Mr. Katz, added, “Our 300 plus stores are a vital part of our business and we continue to identify ways to highlight and promote our portfolio of appealing merchandise to our customers. Our use of digital innovation will enable us to deliver a superior shopping experience to our customers, and we are also reviewing the product mix and store layouts to offer a fresh, innovative and convenient way for our customers to shop. As such, we expect to incorporate additional product offerings that, while new and different, are also tangential to our core fragrance offerings. As an example, we are evaluating various growth opportunities for our travalo offering, a unique way for customers to experience the wide selection of fragrances we carry in a more economical manner.

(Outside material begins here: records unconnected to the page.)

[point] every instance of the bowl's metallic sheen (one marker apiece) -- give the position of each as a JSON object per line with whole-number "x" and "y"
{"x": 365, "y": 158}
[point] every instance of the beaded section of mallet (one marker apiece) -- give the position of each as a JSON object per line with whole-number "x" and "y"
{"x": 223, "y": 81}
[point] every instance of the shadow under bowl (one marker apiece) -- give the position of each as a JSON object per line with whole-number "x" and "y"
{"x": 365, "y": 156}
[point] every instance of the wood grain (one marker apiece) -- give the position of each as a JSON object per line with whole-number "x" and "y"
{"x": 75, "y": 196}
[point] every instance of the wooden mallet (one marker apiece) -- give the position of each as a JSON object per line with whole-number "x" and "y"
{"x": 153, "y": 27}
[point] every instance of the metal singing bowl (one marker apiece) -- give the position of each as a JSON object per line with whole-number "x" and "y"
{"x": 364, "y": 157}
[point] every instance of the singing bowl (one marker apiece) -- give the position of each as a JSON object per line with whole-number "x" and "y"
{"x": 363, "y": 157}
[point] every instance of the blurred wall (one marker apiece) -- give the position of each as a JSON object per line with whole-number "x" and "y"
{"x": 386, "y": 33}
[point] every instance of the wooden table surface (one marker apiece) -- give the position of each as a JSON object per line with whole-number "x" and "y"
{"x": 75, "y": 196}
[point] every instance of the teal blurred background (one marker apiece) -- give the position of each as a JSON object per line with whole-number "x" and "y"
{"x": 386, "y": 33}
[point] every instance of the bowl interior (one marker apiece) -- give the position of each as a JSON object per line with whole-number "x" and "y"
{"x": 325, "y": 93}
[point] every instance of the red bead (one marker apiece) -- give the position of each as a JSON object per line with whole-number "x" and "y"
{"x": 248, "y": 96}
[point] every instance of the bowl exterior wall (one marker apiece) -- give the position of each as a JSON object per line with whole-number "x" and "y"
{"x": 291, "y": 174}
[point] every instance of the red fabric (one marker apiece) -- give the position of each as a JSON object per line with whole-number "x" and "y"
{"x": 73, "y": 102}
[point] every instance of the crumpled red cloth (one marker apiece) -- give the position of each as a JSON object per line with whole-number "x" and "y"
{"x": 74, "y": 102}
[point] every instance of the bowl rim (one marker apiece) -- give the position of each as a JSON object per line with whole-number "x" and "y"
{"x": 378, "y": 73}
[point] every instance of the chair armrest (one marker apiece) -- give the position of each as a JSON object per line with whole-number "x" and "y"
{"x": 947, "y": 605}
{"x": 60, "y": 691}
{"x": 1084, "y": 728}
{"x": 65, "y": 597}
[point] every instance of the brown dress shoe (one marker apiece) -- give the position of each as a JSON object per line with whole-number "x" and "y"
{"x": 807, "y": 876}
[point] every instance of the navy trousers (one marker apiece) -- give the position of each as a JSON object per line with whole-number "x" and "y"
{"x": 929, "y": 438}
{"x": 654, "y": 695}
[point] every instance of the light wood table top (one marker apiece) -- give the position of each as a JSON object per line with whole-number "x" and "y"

“As other retailers have reported, the first quarter continued to present a challenging consumer environment. During the quarter our retail and wholesale operations experienced lower foot traffic, particularly at locations in B and C-rated malls and tourist-dependent areas. In addition, Perfumania stores across Florida were especially impacted by the devaluation of many major foreign currencies, including the Euro, while our stores in Puerto Rico continue to operate in an unstable economic environment.


“First quarter retail operations were affected by the transition of one of our largest accounts under our Scents of Worth division from a consignment to a wholesale relationship with Quality King Fragrance, which impacted our retail sales by over $8 million while increasing wholesale sales by $2 million in the quarter. While we expect this transition to continue to weigh on retail sales and gross margin dollars over the next couple of quarters, we expect it will led to improved inventory management and higher gross profit margins. Retail sales were also impacted by 12 average fewer stores in operation during the quarter, compared to the same period last year, as well as lower store foot traffic.

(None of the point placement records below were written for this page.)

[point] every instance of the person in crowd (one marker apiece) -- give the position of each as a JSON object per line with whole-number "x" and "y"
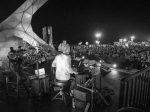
{"x": 62, "y": 63}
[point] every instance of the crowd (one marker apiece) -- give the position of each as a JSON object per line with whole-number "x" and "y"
{"x": 132, "y": 56}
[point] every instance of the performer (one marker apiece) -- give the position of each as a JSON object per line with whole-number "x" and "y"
{"x": 62, "y": 62}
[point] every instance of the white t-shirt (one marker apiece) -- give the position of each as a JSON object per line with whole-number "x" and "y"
{"x": 62, "y": 63}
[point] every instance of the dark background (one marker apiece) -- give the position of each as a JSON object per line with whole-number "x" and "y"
{"x": 78, "y": 20}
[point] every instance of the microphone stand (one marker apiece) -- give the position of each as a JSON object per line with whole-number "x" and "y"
{"x": 38, "y": 75}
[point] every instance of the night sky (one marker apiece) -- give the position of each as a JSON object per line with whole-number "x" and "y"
{"x": 78, "y": 20}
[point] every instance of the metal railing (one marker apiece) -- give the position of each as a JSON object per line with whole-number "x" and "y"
{"x": 135, "y": 90}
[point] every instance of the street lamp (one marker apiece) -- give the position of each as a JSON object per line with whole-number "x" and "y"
{"x": 98, "y": 35}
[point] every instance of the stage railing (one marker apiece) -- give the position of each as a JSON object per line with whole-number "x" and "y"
{"x": 135, "y": 90}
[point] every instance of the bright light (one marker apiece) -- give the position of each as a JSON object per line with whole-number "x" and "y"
{"x": 83, "y": 57}
{"x": 98, "y": 35}
{"x": 126, "y": 44}
{"x": 87, "y": 43}
{"x": 114, "y": 65}
{"x": 132, "y": 37}
{"x": 97, "y": 42}
{"x": 80, "y": 43}
{"x": 124, "y": 39}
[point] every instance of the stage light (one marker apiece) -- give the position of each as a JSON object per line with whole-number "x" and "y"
{"x": 98, "y": 35}
{"x": 114, "y": 65}
{"x": 124, "y": 39}
{"x": 132, "y": 38}
{"x": 83, "y": 57}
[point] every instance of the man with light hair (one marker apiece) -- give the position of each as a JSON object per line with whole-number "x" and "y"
{"x": 62, "y": 63}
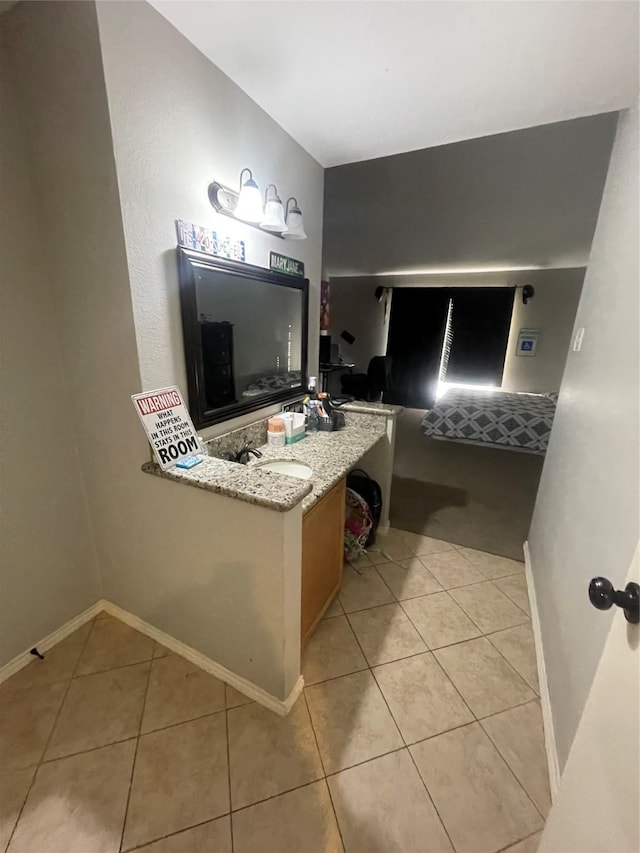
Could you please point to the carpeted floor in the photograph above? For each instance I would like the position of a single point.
(463, 493)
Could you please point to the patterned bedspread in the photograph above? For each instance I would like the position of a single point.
(496, 418)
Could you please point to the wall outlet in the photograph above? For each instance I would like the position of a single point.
(577, 341)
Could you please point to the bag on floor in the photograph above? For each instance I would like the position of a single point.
(370, 491)
(358, 524)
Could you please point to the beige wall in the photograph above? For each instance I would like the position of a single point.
(179, 123)
(587, 511)
(213, 572)
(48, 564)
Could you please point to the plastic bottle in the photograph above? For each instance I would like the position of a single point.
(275, 432)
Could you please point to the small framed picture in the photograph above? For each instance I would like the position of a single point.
(528, 342)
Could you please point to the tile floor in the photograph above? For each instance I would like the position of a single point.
(419, 729)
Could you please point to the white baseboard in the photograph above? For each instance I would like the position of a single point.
(248, 688)
(52, 639)
(545, 701)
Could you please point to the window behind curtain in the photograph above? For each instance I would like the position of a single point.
(416, 330)
(478, 334)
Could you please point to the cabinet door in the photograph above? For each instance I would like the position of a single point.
(322, 557)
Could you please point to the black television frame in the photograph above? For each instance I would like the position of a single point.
(188, 260)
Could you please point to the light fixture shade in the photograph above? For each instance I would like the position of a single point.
(249, 206)
(274, 216)
(295, 225)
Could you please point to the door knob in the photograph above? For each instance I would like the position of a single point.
(603, 596)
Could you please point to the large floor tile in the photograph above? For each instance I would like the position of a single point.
(77, 804)
(211, 837)
(351, 721)
(334, 609)
(301, 821)
(519, 736)
(234, 698)
(529, 845)
(14, 785)
(332, 651)
(451, 569)
(363, 590)
(180, 779)
(160, 651)
(27, 716)
(488, 683)
(382, 806)
(439, 620)
(386, 633)
(59, 662)
(491, 565)
(180, 691)
(270, 754)
(422, 699)
(421, 545)
(100, 709)
(111, 644)
(485, 605)
(517, 645)
(482, 805)
(515, 587)
(408, 578)
(392, 546)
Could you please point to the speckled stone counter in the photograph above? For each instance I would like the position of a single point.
(329, 454)
(364, 408)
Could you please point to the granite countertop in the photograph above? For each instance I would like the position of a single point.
(329, 454)
(362, 407)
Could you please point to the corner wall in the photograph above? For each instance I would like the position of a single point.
(178, 123)
(587, 512)
(213, 572)
(49, 570)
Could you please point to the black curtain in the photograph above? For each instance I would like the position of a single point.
(479, 333)
(480, 322)
(416, 331)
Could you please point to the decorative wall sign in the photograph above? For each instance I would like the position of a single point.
(527, 342)
(289, 266)
(168, 425)
(210, 242)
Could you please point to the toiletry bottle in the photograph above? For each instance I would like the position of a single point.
(275, 432)
(311, 406)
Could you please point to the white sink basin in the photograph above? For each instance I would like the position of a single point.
(287, 466)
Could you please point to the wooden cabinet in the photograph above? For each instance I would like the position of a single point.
(322, 557)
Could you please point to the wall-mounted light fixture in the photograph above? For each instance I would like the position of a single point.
(528, 292)
(295, 225)
(273, 219)
(249, 206)
(246, 205)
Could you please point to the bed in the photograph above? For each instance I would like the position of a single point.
(502, 419)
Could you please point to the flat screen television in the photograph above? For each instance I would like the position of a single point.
(245, 336)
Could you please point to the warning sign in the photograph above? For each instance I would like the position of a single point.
(168, 425)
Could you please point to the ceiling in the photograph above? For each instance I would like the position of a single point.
(352, 81)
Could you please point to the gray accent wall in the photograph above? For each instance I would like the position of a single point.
(525, 198)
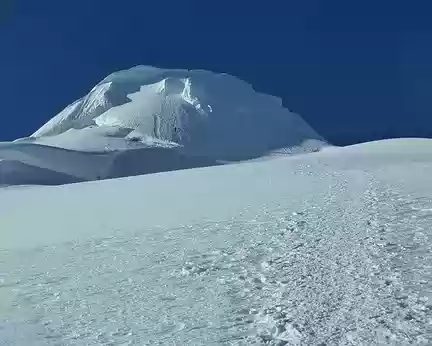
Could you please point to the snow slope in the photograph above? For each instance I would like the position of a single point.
(304, 250)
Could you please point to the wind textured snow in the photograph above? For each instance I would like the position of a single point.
(147, 120)
(329, 248)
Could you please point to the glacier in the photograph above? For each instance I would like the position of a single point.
(147, 120)
(253, 231)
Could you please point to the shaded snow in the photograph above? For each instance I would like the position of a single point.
(306, 250)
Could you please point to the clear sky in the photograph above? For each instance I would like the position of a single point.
(355, 70)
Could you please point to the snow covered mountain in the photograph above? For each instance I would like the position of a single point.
(329, 248)
(146, 120)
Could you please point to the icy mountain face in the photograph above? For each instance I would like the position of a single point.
(203, 113)
(148, 120)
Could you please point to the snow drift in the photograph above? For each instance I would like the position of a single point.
(147, 120)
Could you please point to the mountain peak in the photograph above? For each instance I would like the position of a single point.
(204, 113)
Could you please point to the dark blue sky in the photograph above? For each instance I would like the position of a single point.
(355, 70)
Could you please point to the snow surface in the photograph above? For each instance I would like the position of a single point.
(329, 248)
(146, 120)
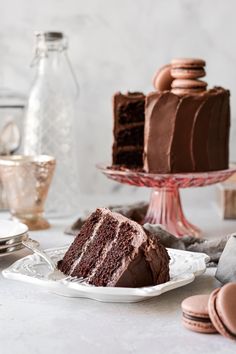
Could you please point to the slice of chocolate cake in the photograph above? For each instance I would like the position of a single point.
(112, 250)
(128, 114)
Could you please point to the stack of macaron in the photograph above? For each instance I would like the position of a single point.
(181, 76)
(212, 313)
(186, 74)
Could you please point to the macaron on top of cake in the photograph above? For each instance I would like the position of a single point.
(181, 77)
(162, 79)
(185, 87)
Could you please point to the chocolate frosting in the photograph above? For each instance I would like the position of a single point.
(150, 266)
(188, 133)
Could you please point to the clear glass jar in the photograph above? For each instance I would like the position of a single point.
(49, 124)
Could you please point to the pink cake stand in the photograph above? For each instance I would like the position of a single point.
(165, 204)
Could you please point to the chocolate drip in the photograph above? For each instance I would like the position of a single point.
(181, 148)
(159, 130)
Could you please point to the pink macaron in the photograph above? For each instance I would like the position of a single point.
(162, 79)
(195, 314)
(222, 310)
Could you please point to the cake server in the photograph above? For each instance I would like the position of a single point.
(55, 274)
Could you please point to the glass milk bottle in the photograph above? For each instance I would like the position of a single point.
(49, 122)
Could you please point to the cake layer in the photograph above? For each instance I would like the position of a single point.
(132, 158)
(128, 114)
(115, 252)
(188, 133)
(131, 136)
(75, 250)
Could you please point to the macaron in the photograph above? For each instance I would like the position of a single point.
(162, 79)
(184, 87)
(187, 68)
(222, 310)
(195, 314)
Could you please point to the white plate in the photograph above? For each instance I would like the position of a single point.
(10, 229)
(184, 266)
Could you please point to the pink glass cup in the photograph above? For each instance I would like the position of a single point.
(26, 181)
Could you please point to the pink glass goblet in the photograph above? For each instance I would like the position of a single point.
(26, 181)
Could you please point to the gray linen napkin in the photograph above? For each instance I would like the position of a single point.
(136, 212)
(226, 270)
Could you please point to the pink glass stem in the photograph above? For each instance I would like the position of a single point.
(165, 208)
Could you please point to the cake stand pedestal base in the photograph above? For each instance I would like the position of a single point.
(165, 205)
(165, 208)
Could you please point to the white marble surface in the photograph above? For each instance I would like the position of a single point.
(34, 321)
(117, 45)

Mr. Katz, concluded, “Looking ahead, we remain confident in our prospects to capitalize on our scale, vertical integration and growth initiatives, and in our ability to successfully implement and leverage the various strategic initiatives we are undertaking, including additions to our senior management team, to help us better focus on the highly strategic areas of digital and consumer engagement, new designer and fashion fragrance launches, additional offerings of portable fragrances, body sprays, loyalty programs and omni-channel selling.”


Operating Review

Net sales during the thirteen weeks ended April 30, 2016, decreased 18%, compared to the first quarter of fiscal 2015, reflecting a decrease in same store sales and lower store count as the average number of stores operated was 306, compared to 318 in the prior year period.


Retail segment net sales decreased 24.7% to $51.7 million, compared with last year’s first quarter, due in large part to the transition of Scents of Worth's largest consignment account to a wholesale customer, fewer Perfumania stores compared with last year’s first quarter, as well as lower mall traffic at Perfumania stores.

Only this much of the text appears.